Samedi 12 janvier 2013 par JMD

la citadelle de Saint Martin de RéL’exclusion sociale et géographique du condamné aux travaux  forcés commence au dépôt pénitentiaire de Saint Martin de Ré. Se clôt aussi de fait son existence métropolitaine. L’attente du départ vers la Guyane devient alors l’activité principale du forçat à venir même si, avec le temps, les perspectives d’un avenir heureux s’amenuisent. Le détenu doit envisager son nouveau statut avec pragmatisme. Escande est devenu Jacob et, à son tour, Jacob est devenu forçat, écrit Alexandre Jacob à sa mère le 3 décembre 1905. Ce n’est pourtant pas l’abattement qui caractérise la vie rétaise de l’honnête cambrioleur, mis immédiatement à l’isolement.
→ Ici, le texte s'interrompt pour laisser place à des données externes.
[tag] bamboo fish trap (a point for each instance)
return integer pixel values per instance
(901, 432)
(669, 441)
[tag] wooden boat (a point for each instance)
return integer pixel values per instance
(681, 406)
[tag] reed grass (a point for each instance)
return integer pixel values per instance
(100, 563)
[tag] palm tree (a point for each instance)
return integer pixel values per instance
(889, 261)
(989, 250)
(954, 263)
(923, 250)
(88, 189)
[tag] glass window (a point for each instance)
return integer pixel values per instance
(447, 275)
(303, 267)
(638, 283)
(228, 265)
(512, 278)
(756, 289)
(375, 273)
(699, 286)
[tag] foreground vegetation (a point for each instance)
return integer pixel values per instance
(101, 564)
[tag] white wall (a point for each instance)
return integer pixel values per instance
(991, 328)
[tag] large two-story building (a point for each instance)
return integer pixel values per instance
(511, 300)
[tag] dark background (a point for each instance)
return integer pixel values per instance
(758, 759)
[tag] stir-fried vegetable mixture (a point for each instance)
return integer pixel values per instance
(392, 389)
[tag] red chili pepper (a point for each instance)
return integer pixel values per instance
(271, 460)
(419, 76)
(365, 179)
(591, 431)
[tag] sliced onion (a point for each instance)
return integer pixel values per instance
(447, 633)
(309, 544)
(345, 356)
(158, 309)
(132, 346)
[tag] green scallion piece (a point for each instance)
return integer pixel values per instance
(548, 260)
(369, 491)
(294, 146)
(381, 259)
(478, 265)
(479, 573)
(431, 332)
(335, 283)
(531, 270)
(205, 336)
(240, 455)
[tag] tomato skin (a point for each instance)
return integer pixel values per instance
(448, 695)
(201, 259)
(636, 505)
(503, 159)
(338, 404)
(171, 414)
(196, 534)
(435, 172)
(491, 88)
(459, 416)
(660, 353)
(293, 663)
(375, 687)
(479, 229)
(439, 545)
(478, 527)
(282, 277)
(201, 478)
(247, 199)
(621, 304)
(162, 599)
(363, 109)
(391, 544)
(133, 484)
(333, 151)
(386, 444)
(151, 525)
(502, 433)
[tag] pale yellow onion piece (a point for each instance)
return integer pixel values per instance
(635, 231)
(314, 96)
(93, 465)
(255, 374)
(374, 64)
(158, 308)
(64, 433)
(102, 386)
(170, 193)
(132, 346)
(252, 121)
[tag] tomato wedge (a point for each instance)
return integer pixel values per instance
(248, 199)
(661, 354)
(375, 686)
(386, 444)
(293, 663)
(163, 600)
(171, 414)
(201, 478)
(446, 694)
Bien au contraire, les treize lettres écrites, depuis l’établissement zoologique et que vous allez pouvoir lire tout au long de ce premier semestre de 2013, révèlent la formidable volonté d’un enfermé. Mais la lutte dans cet univers si particulier ne se conduit pas de la même manière que dans la vie libre. Elle suppose organisation et réseaux. C’est ce à quoi s’attache Alexandre Jacob dans des lettres désormais de plus en plus codées (voir article la famille imaginaire de Barrabas). Le 20 août 1905, il franchit la porte du dépôt pénitentiaire de Saint Martin de Ré. Il porte le numéro d’écrou 4043. Lire le reste de cet article »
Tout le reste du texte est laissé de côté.